Imagine you have two data frames
df1 <- data.frame(V1 = c(1, 2, 3), v2 = c("a", "b", "c"))
df2 <- data.frame(V1 = c(1, 2, 2), v2 = c("b", "b", "c"))
Here's what they look like, side by side:
> cbind(df1, df2)
V1 v2 V1 v2
1 1 a 1 b
2 2 b 2 b
3 3 c 2 c
You want to know which observations are duplicates, across all variables.
This can be done by pasting the cols together and then using %in%:
df1Vec <- apply(df1, 1, paste, collapse= "")
df2Vec <- apply(df2, 1, paste, collapse= "")
df2Vec %in% df1Vec
[1] FALSE TRUE FALSE
The second observation is thus the only one in df2 and also in df1.

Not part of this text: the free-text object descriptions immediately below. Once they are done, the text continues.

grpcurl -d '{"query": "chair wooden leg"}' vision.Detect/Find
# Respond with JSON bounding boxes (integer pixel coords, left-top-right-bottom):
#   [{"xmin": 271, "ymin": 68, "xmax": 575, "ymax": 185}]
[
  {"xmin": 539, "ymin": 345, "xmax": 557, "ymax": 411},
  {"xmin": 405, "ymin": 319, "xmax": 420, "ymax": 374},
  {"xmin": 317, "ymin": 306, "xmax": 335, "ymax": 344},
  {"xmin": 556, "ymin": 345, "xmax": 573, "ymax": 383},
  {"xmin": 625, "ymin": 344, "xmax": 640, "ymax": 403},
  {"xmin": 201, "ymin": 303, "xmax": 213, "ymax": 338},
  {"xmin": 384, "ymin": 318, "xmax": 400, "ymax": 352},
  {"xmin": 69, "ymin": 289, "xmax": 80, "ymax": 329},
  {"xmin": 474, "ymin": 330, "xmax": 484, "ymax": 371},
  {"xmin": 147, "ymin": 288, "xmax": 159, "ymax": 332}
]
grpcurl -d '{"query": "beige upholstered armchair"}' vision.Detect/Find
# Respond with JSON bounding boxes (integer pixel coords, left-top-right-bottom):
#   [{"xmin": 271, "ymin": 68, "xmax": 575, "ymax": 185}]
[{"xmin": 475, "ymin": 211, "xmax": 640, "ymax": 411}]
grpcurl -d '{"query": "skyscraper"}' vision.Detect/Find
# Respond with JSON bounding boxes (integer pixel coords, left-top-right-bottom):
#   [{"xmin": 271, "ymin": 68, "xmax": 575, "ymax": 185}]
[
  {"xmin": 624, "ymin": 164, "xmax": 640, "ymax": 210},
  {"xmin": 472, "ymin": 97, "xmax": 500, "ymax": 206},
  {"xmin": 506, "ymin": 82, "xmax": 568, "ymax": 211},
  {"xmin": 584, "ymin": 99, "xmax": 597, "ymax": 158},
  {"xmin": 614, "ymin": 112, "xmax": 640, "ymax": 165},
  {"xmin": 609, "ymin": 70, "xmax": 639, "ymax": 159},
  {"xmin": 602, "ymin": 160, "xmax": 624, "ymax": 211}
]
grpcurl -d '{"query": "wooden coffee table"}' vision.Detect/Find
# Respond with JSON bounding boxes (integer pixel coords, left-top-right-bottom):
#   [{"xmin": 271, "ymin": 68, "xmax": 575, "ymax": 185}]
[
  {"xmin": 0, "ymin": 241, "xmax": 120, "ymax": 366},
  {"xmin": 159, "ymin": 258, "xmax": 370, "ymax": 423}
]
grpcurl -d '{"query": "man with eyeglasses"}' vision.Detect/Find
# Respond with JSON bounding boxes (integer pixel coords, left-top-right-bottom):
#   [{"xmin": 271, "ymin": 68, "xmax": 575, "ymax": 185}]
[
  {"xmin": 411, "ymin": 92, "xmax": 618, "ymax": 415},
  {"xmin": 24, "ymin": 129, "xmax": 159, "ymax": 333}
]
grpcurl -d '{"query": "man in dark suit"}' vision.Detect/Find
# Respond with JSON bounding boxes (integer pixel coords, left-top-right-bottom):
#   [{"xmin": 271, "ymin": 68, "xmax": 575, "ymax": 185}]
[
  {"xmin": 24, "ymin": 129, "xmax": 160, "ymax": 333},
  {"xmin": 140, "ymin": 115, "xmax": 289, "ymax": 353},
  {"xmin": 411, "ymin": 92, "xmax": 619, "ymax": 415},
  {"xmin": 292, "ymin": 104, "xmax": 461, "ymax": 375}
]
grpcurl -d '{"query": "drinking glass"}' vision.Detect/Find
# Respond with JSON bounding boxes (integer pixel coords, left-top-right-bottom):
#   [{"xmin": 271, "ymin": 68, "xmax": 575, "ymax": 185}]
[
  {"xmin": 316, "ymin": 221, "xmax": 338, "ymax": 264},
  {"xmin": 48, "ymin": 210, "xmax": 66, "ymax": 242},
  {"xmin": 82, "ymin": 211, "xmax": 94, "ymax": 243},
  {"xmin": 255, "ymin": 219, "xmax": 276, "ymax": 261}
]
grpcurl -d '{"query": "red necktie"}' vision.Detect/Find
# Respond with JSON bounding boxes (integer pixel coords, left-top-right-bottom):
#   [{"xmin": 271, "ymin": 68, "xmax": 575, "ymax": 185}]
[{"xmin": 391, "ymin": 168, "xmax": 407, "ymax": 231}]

Is there no faster way of generating this output - something like %IN%, which is %in% across multiple variables, or should we just be content with the apply(paste) solution?
I would go with
interaction(df2) %in% interaction(df1)
# [1] FALSE TRUE FALSE
You can wrap it in a binary operator:
"%IN%" <- function(x, y) interaction(x) %in% interaction(y)
Then
df2 %IN% df1
# [1] FALSE TRUE FALSE
rbind(df2, df2) %IN% df1
# [1] FALSE TRUE FALSE FALSE TRUE FALSE
Disclaimer: I have somewhat modified my answer from a previous one that was using do.call(paste, ...)
instead of interaction(...)
. Consult the history if you like. I think that Arun's claims about "terrible inefficiency" (a bit extreme IMHO) still hold but if you like a concise solution that uses base R only and is fast-ish with small-ish data that's probably it.